I created measure without aggregation in needed group and then set AggregationFunction
to DistinctCount
manually.
Then I've built project and deployed. Everything works fine except warning in OLAP project. My measure is highlighted by a blue wavy line and it says:
Break distinct count measures into separate measure groups
Why should I do it and is it safe to ignore this warning?
Upvotes: 2
Views: 895
Reputation: 301
From the book Applied Microsoft Analysis Services 2005 And Microsoft Business Intelligence Platform, page 149:
When you indicate that you want a distinct count measure, the Cube Designer automatically creates a new measure group for you. While you can have a single distinct count measure defined in a measure group, there are good reasons to move it to a separate group. First, when you add a distinct count measure to a measure group, the entire measure group is treated as nonaggregatable. This reduces the effectiveness of the server-side cache by requiring more diskbased queries. Second, designing aggregations when a distinct count measure exists will result in much larger aggregations because the distinct count measure will internally be represented as a level. This level will participate in all aggregations and generally be quite large. Finally, the measure group records must be ordered by the distinct count field and ordering has to be done while SSAS queries the fact table (an ORDER BY condition is added to the SELECT statement). Since this operation could be really heavy for a large fact table, you should carefully consider the cost-benefit ratio before adding a Distinct Count measure to a cube.
Upvotes: 0
Reputation: 37358
Referring to the Microsoft white paper entitled "Analysis Services Distinct Count Optimization":
As a quick high-level overview of distinct count calculations, the distinct count measure is not designed like other measures (such as sum, count, max, min, and so on). Distinct counts are difficult to aggregate in comparison to other measures because the former are not fully additive. Because of this, the vast majority of distinct count queries are calculated at run time at the leaf level granularity, specifically the unique values of the distinct count measure. This means that the Analysis Services storage engine parses the source column and treats it almost like an attribute that has been GROUPED BY with an implicit count for each row.

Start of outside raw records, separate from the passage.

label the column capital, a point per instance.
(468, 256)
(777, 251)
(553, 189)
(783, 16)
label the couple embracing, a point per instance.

Later they mentioned that:
As previously noted, this is because the distinct count measure is architecturally different than other measures. You cannot have more than one distinct measure because you cannot order a MEASURE GROUP by many measures. The distinct count measure is also at a lower level of granularity than SUM and COUNT measures. By adding other measures to the measure group holding a distinct count measure, all of the other measures will be at the same granularity as the distinct count measure, resulting in inefficient data structures and suboptimal queries. To perform distinct count aggregations, each distinct count measure still retains its unique combination of dimension key attributes.